Before you start, you need a few things:

  1. Twitter OAuth credentials
  2. plain-text file containing either Twitter handles or user ids (one per line)
  3. settings.cfg with proper settings
  4. virtual environment with all the necessary Python modules - we provide environment.yml for conda users and requirements.txt for pip users (NOTE: we've tested these only on OS X)
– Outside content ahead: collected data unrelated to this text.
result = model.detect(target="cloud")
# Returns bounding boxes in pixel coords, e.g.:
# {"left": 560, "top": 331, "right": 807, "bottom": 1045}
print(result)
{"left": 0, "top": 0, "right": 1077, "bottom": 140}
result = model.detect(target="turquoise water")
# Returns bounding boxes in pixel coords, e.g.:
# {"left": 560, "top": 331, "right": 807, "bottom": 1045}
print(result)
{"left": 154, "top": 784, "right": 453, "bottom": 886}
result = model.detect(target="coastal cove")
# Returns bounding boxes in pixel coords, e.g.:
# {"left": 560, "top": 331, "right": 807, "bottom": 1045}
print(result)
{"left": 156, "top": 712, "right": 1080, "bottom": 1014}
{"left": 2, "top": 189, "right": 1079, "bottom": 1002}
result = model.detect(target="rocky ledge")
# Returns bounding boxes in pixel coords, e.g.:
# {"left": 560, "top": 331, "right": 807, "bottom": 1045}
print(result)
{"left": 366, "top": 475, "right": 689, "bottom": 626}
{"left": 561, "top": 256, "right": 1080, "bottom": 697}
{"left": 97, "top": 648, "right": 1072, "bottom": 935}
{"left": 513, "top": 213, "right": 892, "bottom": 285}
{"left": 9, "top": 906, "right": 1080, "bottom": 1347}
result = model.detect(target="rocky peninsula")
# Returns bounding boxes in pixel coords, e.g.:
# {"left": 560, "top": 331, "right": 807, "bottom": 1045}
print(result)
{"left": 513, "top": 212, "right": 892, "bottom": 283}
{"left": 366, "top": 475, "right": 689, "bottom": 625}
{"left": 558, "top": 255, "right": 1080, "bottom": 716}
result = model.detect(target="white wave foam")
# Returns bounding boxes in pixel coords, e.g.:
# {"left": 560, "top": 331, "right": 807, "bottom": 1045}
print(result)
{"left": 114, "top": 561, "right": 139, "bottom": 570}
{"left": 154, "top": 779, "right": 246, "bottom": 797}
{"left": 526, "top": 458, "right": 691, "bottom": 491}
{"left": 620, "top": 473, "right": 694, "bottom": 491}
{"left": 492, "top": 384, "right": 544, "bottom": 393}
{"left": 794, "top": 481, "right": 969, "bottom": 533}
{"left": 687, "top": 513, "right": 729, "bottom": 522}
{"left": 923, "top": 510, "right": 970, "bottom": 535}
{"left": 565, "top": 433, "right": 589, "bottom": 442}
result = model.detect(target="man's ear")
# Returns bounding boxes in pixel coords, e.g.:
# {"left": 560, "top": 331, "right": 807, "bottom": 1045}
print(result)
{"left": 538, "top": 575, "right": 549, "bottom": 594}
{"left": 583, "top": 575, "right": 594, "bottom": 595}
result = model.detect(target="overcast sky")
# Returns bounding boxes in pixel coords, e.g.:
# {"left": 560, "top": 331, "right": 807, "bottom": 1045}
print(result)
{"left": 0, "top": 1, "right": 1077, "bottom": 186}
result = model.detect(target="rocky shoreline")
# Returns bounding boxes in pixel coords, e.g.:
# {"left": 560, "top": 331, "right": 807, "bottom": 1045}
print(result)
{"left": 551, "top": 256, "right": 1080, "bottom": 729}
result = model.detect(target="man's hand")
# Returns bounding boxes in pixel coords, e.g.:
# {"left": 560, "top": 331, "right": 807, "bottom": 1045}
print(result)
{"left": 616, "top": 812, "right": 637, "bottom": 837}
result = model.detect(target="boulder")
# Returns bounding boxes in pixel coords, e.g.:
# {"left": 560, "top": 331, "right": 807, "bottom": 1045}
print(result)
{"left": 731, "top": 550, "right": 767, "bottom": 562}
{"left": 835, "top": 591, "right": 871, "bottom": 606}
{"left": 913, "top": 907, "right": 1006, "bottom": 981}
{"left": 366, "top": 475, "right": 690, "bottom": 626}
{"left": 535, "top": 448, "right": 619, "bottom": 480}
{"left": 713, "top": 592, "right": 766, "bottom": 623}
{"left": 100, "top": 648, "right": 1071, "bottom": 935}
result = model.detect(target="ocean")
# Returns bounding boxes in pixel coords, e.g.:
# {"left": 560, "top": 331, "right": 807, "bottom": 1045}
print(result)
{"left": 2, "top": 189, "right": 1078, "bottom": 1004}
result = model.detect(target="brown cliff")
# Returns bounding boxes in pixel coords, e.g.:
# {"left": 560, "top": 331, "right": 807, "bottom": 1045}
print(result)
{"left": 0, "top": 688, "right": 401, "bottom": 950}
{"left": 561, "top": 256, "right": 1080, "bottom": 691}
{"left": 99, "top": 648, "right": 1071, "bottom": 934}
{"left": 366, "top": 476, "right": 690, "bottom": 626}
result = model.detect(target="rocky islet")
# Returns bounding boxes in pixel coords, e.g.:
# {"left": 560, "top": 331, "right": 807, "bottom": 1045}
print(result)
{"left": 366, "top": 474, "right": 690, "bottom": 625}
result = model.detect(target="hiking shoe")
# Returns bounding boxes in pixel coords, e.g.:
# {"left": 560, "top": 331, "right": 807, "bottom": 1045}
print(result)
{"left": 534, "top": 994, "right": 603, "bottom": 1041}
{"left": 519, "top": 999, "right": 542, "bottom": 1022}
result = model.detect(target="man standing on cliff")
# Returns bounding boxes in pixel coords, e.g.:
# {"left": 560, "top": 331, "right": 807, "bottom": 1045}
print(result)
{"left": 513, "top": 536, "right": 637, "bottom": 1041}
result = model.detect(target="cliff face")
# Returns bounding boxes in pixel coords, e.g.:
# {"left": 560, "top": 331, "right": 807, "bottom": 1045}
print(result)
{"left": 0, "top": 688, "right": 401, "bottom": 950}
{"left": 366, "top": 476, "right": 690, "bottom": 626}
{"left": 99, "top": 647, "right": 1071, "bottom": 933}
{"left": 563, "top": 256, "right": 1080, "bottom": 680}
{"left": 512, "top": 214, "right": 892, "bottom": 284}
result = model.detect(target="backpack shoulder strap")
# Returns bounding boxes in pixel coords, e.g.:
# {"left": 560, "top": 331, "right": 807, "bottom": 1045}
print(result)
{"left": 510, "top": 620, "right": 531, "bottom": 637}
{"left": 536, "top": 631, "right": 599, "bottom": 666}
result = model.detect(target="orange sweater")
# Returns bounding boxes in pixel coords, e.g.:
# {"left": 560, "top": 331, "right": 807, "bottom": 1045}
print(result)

Getting Twitter OAuth Credentials

Here's Twitter's overview of the credentials and the process.

List of users to fetch

The scripts can look for either handles or user ids but not both. So, you need to create a plain-text file with one handle or user id per line. We provided list_example.txt to show you how.

Script Settings

  1. Copy settings-example.cfg to settings.cfg
  2. Replace the values in settings.cfg with settings appropriate for your environment and with your own Twitter credentials

The settings (besides Twitter credentials) are

  • logfile: the name of the file where you want to log the script's output (mostly progress updates)
  • listfile: the name of the file containing your list of handles or ids to fetch
  • outfolder: path to the folder where you want the script to store the JSON(s) returned by Twitter
  • user_id: set to true if you provided a list of ids, otherwise leave it as false

Collect and Cache

To download the user timelines as JSON files (one per use), run the script below:


In [1]:
run scripts/twitter_collect.py


Getting 1 user timeline(s). Storing files in files/.
Getting 310 tweets for casmlab. (Or ~3200, whichever is lower.)
Done collecting.

Parse

Once you have all the JSON files, you can parse the data into some other format that's useful for you. For instance, Ilan Manor likes to work in Excel, so we created a parser for him that puts the data he cares about into a CSV Excel can read.


In [2]:
run scripts/twitter_parse.py


Parsing 17 files.
Done parsing. See your data in files/test_output.txt.